Tra le tante proposte blues che ci arrivano con sempre maggior frequenza, non è facile scegliere. Ancor più difficile è trovare personaggi originali o, almeno, creativi. Mark Nomad credo rappresenti una delle eccezioni per la qualità del suo blues, tutto originale tranne le covers di My Trouble Blues, Fred McDowell, e Easy Baby, Magic Sam, e per la varietà delle proposte di un personaggio capace ed eclettico.
In Nomad’s Land, Mark dimostra di sapere da dove proviene il blues grazie ad una prima parte dedicata alla musica del Delta ed eseguita in chiave acustica e slide alla national-steel, ottimo ed accattivante il suo bottleneck-style.

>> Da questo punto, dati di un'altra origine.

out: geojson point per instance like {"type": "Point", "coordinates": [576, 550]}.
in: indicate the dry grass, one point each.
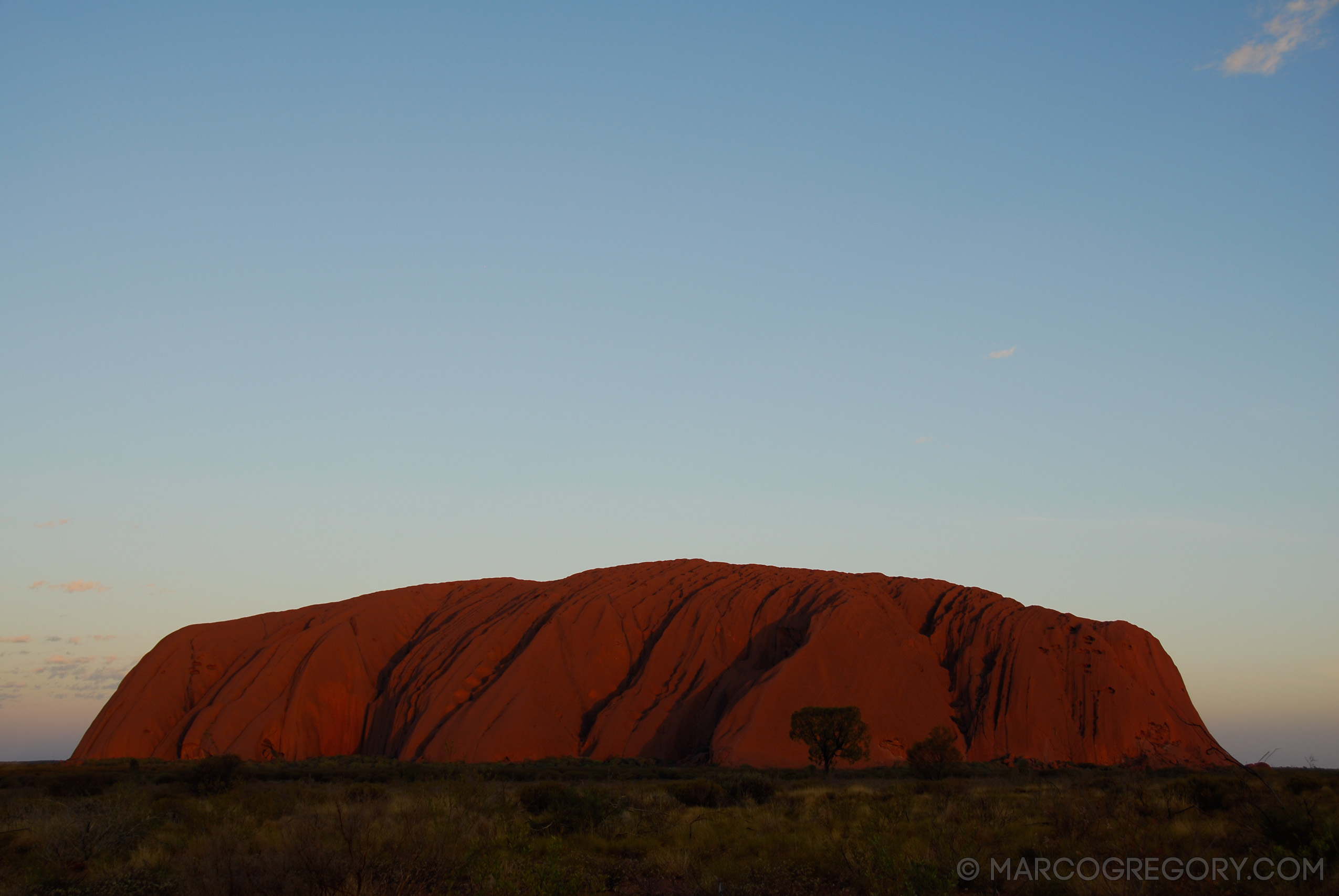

Al contrario, la seconda metà di Nomad’s Land, vede impegnato questo chitarrista bianco a percorrere le vie di un blues contemporaneo ed urbano, a cercare di capire, come molti del resto, dove questa musica stia andando.
Accompagnato da una sezione ritmica, e da un sax in alcuni brani, Nomad ripercorre vie non meno battute del country-blues. Sostenuto da una pulsante ritmica si avventura per vie molto pericolose, ma sempre con gusto e stile, ricordando personaggi come Johnny Winter e, come non coinvolgerlo, Steve Ray Vaughn.
Vocalist potente ed espressivo, si rivela, soprattutto in veste acustica, un personaggio da seguire per chi ama il bottleneck-sound. Come leader di una band e chitarrista elettrico, il suo stile è decisamente eccellente e sempre finalizzato e costruttivo e non cada mai nell’autocompiacimento o in un narcisismo fine a se stesso, questo chitarrista, cantante ed autore di Northampton, nel Massachusetts, è da risentire.